Dejonos harto consuelo su memoria
«Con Gistau escocía aquel aforismo de Gracián: la muerte sigue siendo un puerto para los ancianos, pero un naufragio para los jóvenes»
La mujer de un gran amigo de mi hermano llegó la noche del viernes a casa y se encontró a su marido tirado en el suelo de la cocina. Los médicos han utilizado el cuchillo y la patata pelada pero no troceada como evidencia de que fue una muerte fulminante. No nos consuela. Menos aún a mi hermano, que tuvo que salir del congreso de odontología en Salamanca donde se encontraba y cruzar los páramos castellanos a doscientos por hora. Treinta añitos cumplía en este 2020. Imagínese el lector ese tanatorio, al que fui como acompañante, como espectador que desde las tablas ve la muerte de cerca pero no encima. Asco de finitud.

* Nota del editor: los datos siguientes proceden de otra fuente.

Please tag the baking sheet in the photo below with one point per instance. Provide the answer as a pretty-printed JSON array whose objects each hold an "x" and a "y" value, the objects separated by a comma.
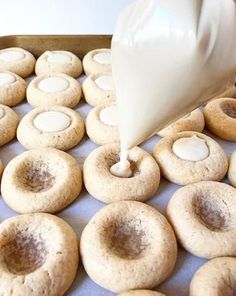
[{"x": 80, "y": 212}]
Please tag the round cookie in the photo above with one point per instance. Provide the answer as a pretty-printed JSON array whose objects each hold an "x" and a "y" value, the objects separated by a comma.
[
  {"x": 98, "y": 89},
  {"x": 141, "y": 293},
  {"x": 60, "y": 61},
  {"x": 17, "y": 60},
  {"x": 194, "y": 121},
  {"x": 101, "y": 124},
  {"x": 12, "y": 88},
  {"x": 205, "y": 212},
  {"x": 220, "y": 117},
  {"x": 8, "y": 124},
  {"x": 57, "y": 127},
  {"x": 97, "y": 61},
  {"x": 41, "y": 180},
  {"x": 105, "y": 186},
  {"x": 216, "y": 277},
  {"x": 190, "y": 157},
  {"x": 232, "y": 169},
  {"x": 38, "y": 255},
  {"x": 128, "y": 245},
  {"x": 54, "y": 89}
]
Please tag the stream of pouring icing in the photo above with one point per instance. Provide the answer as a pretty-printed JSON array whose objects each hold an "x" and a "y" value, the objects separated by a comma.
[{"x": 168, "y": 57}]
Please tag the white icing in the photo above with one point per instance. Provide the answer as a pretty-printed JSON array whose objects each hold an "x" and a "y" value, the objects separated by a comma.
[
  {"x": 12, "y": 55},
  {"x": 6, "y": 78},
  {"x": 121, "y": 169},
  {"x": 53, "y": 84},
  {"x": 108, "y": 115},
  {"x": 103, "y": 58},
  {"x": 105, "y": 82},
  {"x": 168, "y": 57},
  {"x": 52, "y": 121},
  {"x": 55, "y": 57},
  {"x": 191, "y": 148},
  {"x": 2, "y": 112}
]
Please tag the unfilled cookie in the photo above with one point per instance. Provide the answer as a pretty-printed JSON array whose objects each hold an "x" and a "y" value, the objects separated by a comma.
[
  {"x": 128, "y": 245},
  {"x": 57, "y": 127},
  {"x": 216, "y": 277},
  {"x": 99, "y": 89},
  {"x": 104, "y": 186},
  {"x": 220, "y": 116},
  {"x": 190, "y": 157},
  {"x": 41, "y": 180},
  {"x": 60, "y": 61},
  {"x": 8, "y": 123},
  {"x": 17, "y": 60},
  {"x": 12, "y": 88},
  {"x": 39, "y": 255},
  {"x": 97, "y": 61},
  {"x": 101, "y": 124},
  {"x": 54, "y": 89},
  {"x": 203, "y": 216},
  {"x": 194, "y": 121}
]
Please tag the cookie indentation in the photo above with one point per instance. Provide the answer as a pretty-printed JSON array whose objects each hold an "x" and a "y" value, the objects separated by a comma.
[
  {"x": 112, "y": 159},
  {"x": 24, "y": 253},
  {"x": 229, "y": 109},
  {"x": 213, "y": 214},
  {"x": 127, "y": 239},
  {"x": 37, "y": 177}
]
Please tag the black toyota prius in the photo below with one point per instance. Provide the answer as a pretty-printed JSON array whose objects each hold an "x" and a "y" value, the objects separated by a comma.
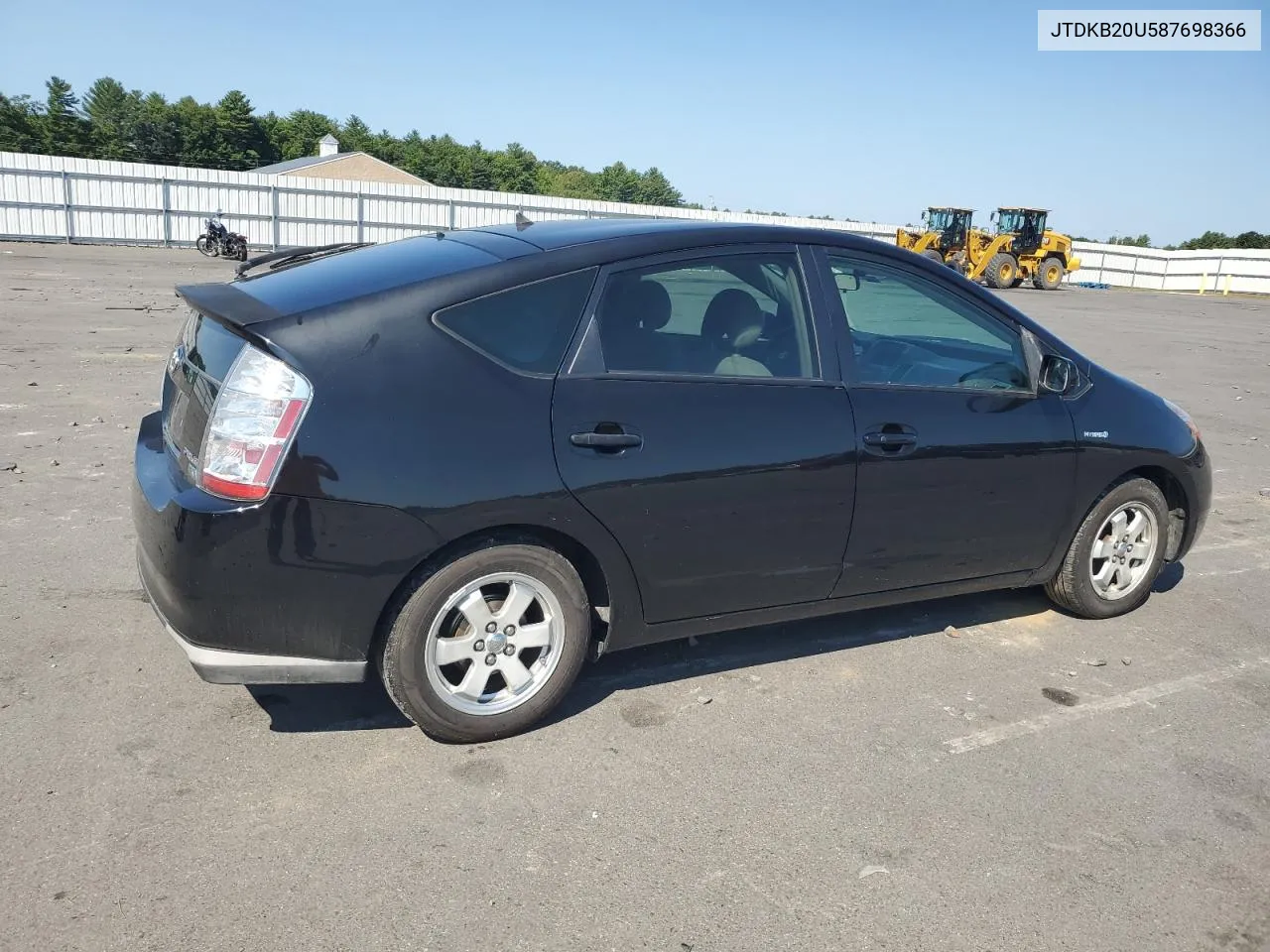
[{"x": 467, "y": 462}]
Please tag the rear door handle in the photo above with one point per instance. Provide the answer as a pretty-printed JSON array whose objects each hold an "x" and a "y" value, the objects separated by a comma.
[
  {"x": 890, "y": 440},
  {"x": 606, "y": 440}
]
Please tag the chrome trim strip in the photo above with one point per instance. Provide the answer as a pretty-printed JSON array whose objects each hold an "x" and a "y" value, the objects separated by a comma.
[{"x": 221, "y": 666}]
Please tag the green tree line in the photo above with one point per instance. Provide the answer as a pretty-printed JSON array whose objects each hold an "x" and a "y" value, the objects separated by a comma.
[
  {"x": 113, "y": 122},
  {"x": 1206, "y": 241}
]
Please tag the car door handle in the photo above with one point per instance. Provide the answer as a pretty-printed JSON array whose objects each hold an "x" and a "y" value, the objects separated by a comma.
[
  {"x": 890, "y": 440},
  {"x": 606, "y": 440}
]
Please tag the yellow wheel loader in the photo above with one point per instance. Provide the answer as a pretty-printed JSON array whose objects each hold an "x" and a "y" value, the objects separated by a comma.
[
  {"x": 1020, "y": 249},
  {"x": 944, "y": 234}
]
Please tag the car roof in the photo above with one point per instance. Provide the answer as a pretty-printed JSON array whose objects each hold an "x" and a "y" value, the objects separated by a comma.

Es la tercera vez en una semana que la intuyo. Primero fue Gistau, a quien no conocí tanto como para hacerle un obituario que le limpiase las botas al que ya se marcaron con maestría sus amigos Jabois, Pérez-Reverte y tantos otros, pero sí lo suficiente como para quedarme por siempre con el par de sonrisas que me dejó clavadas en el ferlosiano café Manuela y en la caseta de Círculo de Tiza. Sobre todo esa segunda vez, en la Feria, cuando me acerqué de puntillas a venerarle convenientemente creyendo que no me reconocería, y después de jurarle amor de fan eterno confesó que tenía muchas ganas de conocerme. Probablemente mentía, pero el hecho de que un gigante hubiera leído novelas en miniatura como las mías a mí me bastó para rellenar la cuota de ego necesaria para seguir, ufanamente, adelante. «A ver si Eva monta una fiesta para autores de la editorial y nos tomamos un whisky», fue lo último que me dijo. Más tarde, cuando salió mi última novela, por ciertas ayudas que recibí de su parte supe que esa generosidad no tenía nada de impostado. Con Gistau escocía aquel aforismo de Gracián: la muerte sigue siendo un puerto para los ancianos, pero un naufragio para los jóvenes.
Después llegó el derrumbe de Sabina. Había quedado con mi amigo Ernesto, a quien llevaba dos vidas sin ver, a las puertas de La Gaditana. El pulpo a la brasa se masticaba nostálgicamente, como quien siente que ha recuperado a un amigo. Hay amistades así: van y vienen, no son ruidosas en la marcha, son estruendosas en el reencuentro. Diría que son, si no las mejores, sí las más auténticas: no dependen de la reincidencia. En el caso de la amistad que me ocupa, mucho telón de fondo lo remienda Sabina. Varamos en playas acompañados por aquella mujer que le robó, además de la cartera, el corazón; y nos fingimos inmortales con aquel verso: guantes de Rita Hayworth, calles de Nueva York. Supimos que Joaquín no era inmortal al verlo derrumbarse en la pista. Husmeamos augurios trágicos, y nos miramos poniéndonos en lo peor, que es donde se pone siempre el ser humano cuando se ofrece tanto cariño a alguien. Escribo esta columna creyendo que el traje de madera que estrenará el flaco no está todavía plantado.
El amigo de mi hermano es el último eslabón de una cadena trágica. Se marchó sin ser todavía tan tarde como para comprender que la vida iba en serio. Nosotros nos quedamos aquí, intuyendo lo que pueda pasar, recordando y sin hacerle el suficiente, si es que este adjetivo existe, caso a los que nos siguen rodeando. Si alguien a quien ame lee esta columna, dese por besado. Y, por lo demás, que todo lo que baste por decir lo diga un clásico: aunque la vida perdió, dejonos harto consuelo su memoria.